Un Pd ancora incerto. Non per tutti però. Da un lato Renzi pessimista, mentre dall’altro lato c’è Orfini.

Nell’ultima conferenza stampa a Firenze, invece dell’ex segretario, o quasi ex, c’è Orfini a prendere la parola. Il suo ottimismo non la conta giusta. Cosa nasconderà?

Leggiamo su Il Giornale:

Di fronte alle dimissioni Orfini si aggrappa allo statuto, nel tentativo di non far naufragare definitivamente la barca. Da qui a un mese, tempo stabilito per convocare l’assemblea generale, la gestione politica del partito viene così affidata a Martina. Spetterà a lui contenere le spinte della minoranza che ha già fatto trapelare la volontà di azzerare totalmente la direzione. E di fronte al partito in frantumi, Martina si presenta invocando unità.

Da parte sua assicura collegialità: “Lo farò con il pieno coinvolgimento di tutti, maggioranza e minoranze, individuando subito insieme un luogo di coordinamento condiviso”. Poi, però, allontana subito il congresso e conferma in toto la linea dell’opposizione“Ora il tempo della propaganda è finito – dice rivolgendosi in particolar modo a Lega e Cinque Stelle – i cittadini vi hanno votato per governare, ora fatelo. Cari Di Maio e Salvini prendetevi le vostre responsabilità”.

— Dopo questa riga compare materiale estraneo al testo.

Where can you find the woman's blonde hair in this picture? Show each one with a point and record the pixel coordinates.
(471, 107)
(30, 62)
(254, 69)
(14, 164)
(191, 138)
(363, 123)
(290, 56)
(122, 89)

Niente mani nel governo, insomma. Almeno per il momento. Dovrà, tuttavia, accompagnare il Pd nell’ardua ricerca del suo sesto segretario in appena dieci anni di vita. Per eventuali primarie (che probabilmente non ci saranno) si è già fatto avanti Nicola Zingaretti ma i nomi che circolano sono vari. Perché se tutti sono d’accordo con Martina sullo stare all’opposizione, quasi nessuno lo è nel modo in cui nominare il nuovo segretario.

Di fronte all’evidente sconfitta c’è ancora chi vuole percorrere la strada del successo. Forse arriverà, ma questa volta senza Renzi al comando.